Can you reword your question using proper sentence syntax? And the the specific journal referenced?

Anonymous 0 Comments

this needs a little more explanation from you OP.

but from how I interpret what you’re asking is essentially “why is a follow-up study using essentially the same setup not nearly as confident to have found something?”

that might be that there was some other effect affecting the first study (basically an unidentified systematic error) or something like that.

Anonymous 0 Comments

So first off, there is no real ELI5 answer, the question is derived from a academic journal, and the true answer is rooted in mathematical statistics and/or bayesian statistics. Although, experience with time series will also help you. A formal proof is way beyond ELI5, so I will skip it and do some handwaving.

But to try to explain.

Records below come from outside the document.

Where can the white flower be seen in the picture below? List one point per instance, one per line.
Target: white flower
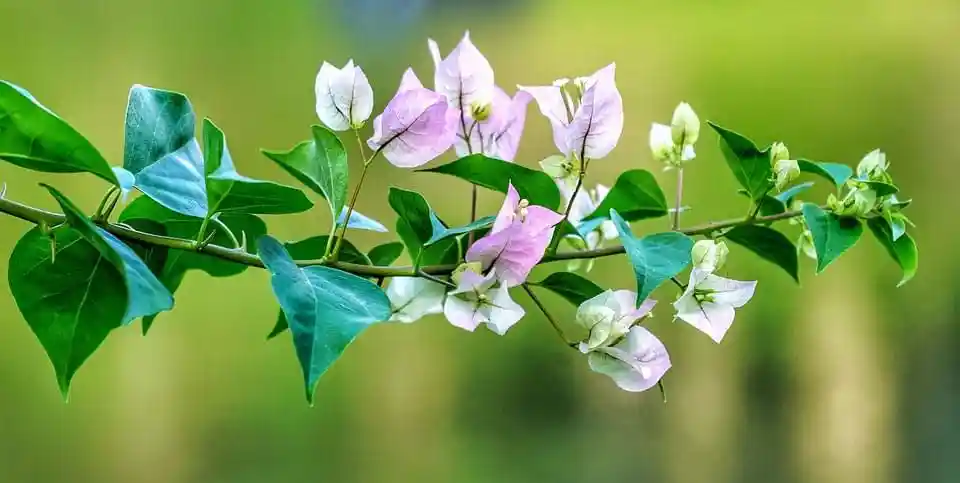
(685, 127)
(635, 364)
(609, 316)
(709, 256)
(344, 96)
(411, 298)
(476, 302)
(709, 301)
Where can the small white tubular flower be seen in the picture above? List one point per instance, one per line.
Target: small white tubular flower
(635, 364)
(412, 298)
(685, 127)
(344, 96)
(609, 316)
(709, 256)
(476, 302)
(708, 303)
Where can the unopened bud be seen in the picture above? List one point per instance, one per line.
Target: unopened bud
(786, 171)
(685, 126)
(709, 255)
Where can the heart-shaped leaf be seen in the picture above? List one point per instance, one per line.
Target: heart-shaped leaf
(636, 196)
(320, 164)
(749, 164)
(94, 284)
(229, 191)
(572, 287)
(33, 137)
(161, 150)
(832, 235)
(836, 173)
(495, 174)
(903, 250)
(769, 244)
(326, 308)
(655, 258)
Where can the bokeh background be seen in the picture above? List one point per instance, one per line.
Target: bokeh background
(845, 379)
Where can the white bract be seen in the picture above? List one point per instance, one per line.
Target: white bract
(412, 298)
(344, 96)
(709, 301)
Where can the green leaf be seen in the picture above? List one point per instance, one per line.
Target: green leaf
(636, 196)
(497, 175)
(832, 235)
(441, 232)
(572, 287)
(769, 244)
(903, 250)
(320, 164)
(229, 191)
(326, 309)
(384, 255)
(836, 173)
(33, 137)
(161, 150)
(655, 258)
(751, 166)
(72, 301)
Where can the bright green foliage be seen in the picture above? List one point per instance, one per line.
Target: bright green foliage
(832, 234)
(496, 174)
(750, 165)
(572, 287)
(326, 309)
(33, 137)
(636, 196)
(769, 244)
(655, 258)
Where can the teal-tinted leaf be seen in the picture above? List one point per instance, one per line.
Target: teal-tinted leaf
(325, 308)
(655, 258)
(832, 235)
(33, 137)
(495, 174)
(751, 166)
(636, 196)
(769, 244)
(572, 287)
(384, 255)
(229, 191)
(359, 221)
(903, 250)
(836, 173)
(95, 284)
(440, 231)
(320, 164)
(161, 150)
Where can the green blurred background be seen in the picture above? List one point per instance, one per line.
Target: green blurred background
(845, 379)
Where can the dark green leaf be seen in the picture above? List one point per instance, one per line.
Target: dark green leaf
(326, 309)
(572, 287)
(903, 249)
(95, 284)
(440, 231)
(161, 150)
(769, 244)
(229, 191)
(751, 166)
(832, 235)
(384, 255)
(320, 164)
(636, 196)
(836, 173)
(496, 174)
(33, 137)
(655, 258)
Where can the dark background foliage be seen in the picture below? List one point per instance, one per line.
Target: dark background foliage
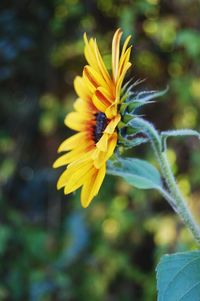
(51, 248)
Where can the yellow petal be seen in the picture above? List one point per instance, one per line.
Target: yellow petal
(125, 45)
(111, 145)
(77, 179)
(94, 77)
(92, 185)
(72, 142)
(101, 65)
(76, 121)
(115, 52)
(112, 124)
(81, 88)
(124, 60)
(121, 78)
(73, 155)
(89, 53)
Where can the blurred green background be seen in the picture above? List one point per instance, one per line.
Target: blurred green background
(50, 248)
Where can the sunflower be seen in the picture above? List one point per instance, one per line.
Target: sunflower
(95, 119)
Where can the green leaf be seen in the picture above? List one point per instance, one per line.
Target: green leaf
(136, 172)
(178, 277)
(177, 133)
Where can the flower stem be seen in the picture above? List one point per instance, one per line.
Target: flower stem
(173, 196)
(182, 208)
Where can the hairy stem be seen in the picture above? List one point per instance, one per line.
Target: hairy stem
(181, 205)
(174, 197)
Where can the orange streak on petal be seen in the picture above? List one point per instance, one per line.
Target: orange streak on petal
(115, 52)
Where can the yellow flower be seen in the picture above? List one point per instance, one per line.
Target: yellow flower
(95, 118)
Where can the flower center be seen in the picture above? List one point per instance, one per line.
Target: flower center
(101, 123)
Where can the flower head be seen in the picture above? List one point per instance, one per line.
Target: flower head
(95, 118)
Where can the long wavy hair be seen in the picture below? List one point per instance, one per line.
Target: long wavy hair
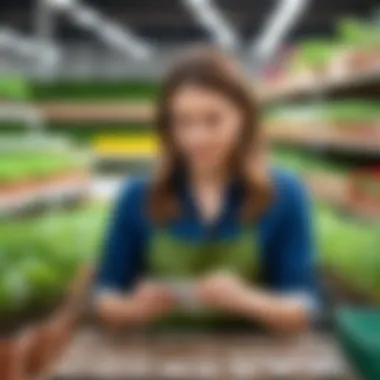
(213, 70)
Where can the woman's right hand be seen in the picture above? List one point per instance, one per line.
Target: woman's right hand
(146, 303)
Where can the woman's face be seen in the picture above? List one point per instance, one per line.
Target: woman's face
(206, 126)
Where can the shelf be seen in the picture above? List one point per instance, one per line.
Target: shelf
(334, 189)
(97, 111)
(350, 83)
(55, 190)
(199, 355)
(318, 139)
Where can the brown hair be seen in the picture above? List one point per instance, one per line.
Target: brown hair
(212, 69)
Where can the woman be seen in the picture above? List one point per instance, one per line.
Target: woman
(214, 213)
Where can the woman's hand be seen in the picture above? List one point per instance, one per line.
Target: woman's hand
(227, 292)
(223, 291)
(149, 301)
(146, 303)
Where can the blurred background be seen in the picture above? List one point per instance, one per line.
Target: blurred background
(78, 81)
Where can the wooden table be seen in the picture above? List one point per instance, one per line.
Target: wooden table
(96, 355)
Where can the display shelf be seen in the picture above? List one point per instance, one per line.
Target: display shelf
(334, 189)
(206, 355)
(57, 189)
(97, 111)
(349, 83)
(315, 140)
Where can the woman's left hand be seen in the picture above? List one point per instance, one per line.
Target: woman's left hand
(224, 291)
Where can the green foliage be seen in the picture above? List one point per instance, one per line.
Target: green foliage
(357, 33)
(33, 165)
(40, 257)
(350, 249)
(94, 90)
(352, 110)
(14, 88)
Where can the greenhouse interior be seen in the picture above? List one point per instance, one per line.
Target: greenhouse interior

We have two identical studies in every aspect, and the studies themselves are unbiased in any way (making u/Faleya answer an answer to a different question, you have not asked) why if study 1 produces an estimate exactly equal to the critical value the chances for study 2 to reject (that is the estimate is above the critical value) is 50%?

Let me ask you a question? **What is the best estimate we have after we conducted study 1? The result from study 1 right?** **So we could use the results from study 1 to predict the results from study 2.** So assuming for a moment everything is normal distributed, the expected value of the estimator of study 2, is the estimation from study 1. Or rather formally: E(S(X_2)|X_1) = S(X_1) = Z, where Z is the critical value, and S is the mean. Because of normality, the mean is exactly the halfway point. Thus if we predict study 2, using the data from study 1, we obtain a 50/50 chance of rejecting prior to conducting study 2.

Why is this (specifically in bold) allowed? This is the handweaving part. It seems weird and counterintuitive. You at this point have to trust me and the authors, to have this statement:

If we barely (or barely not) reject a null hypothesis, and we wish to do a follow up study to determine if the null is truly rejected, repeating the same expirement over does not help at all. We need to do a meta-analysis, increase sample-size or switch to bayesian statistics (using the results from study 1 as a prior) to obtain better information.